L’impatto devastante dei traumi infantili e il legame profondo tra due sorelle gemelle sono al centro del thriller psicologico La gemella silenziosa di Lucinda Berry, un romanzo che ha conquistato molti lettori negli Stati Uniti.
Segnata da un’infanzia fatta di abbandono, paura e continue privazioni, la vita delle gemelle Emily ed Elizabeth continua a essere influenzata dalle ferite del passato anche dopo essere state accolte da una famiglia adottiva amorevole. Con il passare degli anni, mentre una delle due cerca di costruire una propria indipendenza, l’altra rimane intrappolata in una sofferenza psicologica sempre più profonda. Quando una tragedia sconvolge il loro fragile equilibrio, emergono interrogativi inquietanti e verità sepolte che costringeranno a fare i conti con ricordi a lungo rimossi.
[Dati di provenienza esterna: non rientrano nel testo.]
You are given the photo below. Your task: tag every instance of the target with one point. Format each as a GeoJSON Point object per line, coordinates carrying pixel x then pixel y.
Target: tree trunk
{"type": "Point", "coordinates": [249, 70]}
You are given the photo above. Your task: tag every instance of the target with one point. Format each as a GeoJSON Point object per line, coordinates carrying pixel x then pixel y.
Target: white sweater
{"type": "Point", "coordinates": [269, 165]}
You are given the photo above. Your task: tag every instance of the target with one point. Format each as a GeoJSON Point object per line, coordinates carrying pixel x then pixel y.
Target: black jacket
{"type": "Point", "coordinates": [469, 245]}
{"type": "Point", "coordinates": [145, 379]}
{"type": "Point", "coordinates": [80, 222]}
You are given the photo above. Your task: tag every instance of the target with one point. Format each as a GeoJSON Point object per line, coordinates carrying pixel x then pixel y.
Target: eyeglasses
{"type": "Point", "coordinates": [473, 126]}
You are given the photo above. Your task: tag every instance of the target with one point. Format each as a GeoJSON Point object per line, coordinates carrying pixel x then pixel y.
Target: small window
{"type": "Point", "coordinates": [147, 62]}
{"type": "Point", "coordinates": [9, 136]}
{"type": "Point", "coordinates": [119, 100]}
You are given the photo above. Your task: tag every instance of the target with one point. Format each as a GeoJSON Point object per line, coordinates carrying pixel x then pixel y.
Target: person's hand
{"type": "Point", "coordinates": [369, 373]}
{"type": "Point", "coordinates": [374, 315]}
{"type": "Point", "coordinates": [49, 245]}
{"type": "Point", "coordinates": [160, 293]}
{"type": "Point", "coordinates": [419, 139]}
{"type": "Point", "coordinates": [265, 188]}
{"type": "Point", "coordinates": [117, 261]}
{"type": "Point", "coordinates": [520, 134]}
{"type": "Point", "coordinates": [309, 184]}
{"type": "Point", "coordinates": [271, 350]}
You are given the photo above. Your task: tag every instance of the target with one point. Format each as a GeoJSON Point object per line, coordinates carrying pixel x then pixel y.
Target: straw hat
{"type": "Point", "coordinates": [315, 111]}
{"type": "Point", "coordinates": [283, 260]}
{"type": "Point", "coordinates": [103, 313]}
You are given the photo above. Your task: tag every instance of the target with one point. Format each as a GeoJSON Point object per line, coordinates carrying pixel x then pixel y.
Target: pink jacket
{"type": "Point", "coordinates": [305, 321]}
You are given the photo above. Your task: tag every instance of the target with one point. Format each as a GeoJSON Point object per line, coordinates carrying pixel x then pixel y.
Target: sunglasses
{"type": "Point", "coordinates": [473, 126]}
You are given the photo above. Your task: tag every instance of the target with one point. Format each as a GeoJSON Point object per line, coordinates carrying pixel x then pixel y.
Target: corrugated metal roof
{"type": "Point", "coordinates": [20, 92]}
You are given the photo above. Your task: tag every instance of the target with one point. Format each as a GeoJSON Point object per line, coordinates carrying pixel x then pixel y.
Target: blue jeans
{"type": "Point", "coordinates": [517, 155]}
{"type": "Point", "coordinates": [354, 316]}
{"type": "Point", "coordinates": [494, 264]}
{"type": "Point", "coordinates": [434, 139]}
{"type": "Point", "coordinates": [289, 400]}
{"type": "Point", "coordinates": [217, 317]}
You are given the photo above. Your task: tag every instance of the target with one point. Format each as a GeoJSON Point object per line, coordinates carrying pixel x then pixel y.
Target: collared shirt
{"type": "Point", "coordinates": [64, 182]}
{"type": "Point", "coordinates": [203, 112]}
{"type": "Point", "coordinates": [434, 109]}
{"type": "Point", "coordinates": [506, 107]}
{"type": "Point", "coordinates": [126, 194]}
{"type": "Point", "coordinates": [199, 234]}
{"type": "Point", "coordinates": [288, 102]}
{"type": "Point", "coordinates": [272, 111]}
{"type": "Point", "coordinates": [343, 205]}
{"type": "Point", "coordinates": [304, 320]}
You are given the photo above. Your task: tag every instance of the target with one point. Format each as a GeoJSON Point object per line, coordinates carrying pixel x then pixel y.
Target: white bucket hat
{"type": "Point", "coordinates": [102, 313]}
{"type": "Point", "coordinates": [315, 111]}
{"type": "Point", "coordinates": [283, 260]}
Grazie al background di Berry come psicologa e ricercatrice specializzata nei traumi infantili, le intuizioni psicologiche presenti nel romanzo risultano particolarmente credibili. La rappresentazione del dolore, dell’ossessione e dei meccanismi con cui la mente cerca di proteggersi dalle esperienze più traumatiche è al tempo stesso toccante e disturbante. È stato infatti difficile leggere di tematiche come gli abusi sui minori, l’autolesionismo e i disturbi alimentari descritti in modo così realistico da risultare tanto coinvolgenti quanto inquietanti.
Essendo un romanzo fortemente incentrato sui personaggi, la narrazione procede inizialmente con un ritmo più riflessivo, dedicando ampio spazio alla costruzione del passato e della psicologia delle protagoniste. Con il procedere della storia, però, la tensione cresce costantemente e la lettura diventa sempre più serrata. I numerosi colpi di scena sapranno conquistare gli appassionati del genere, mentre il finale, intenso e spiazzante, mi ha lasciata a fissare le ultime pagine incredula per diversi minuti.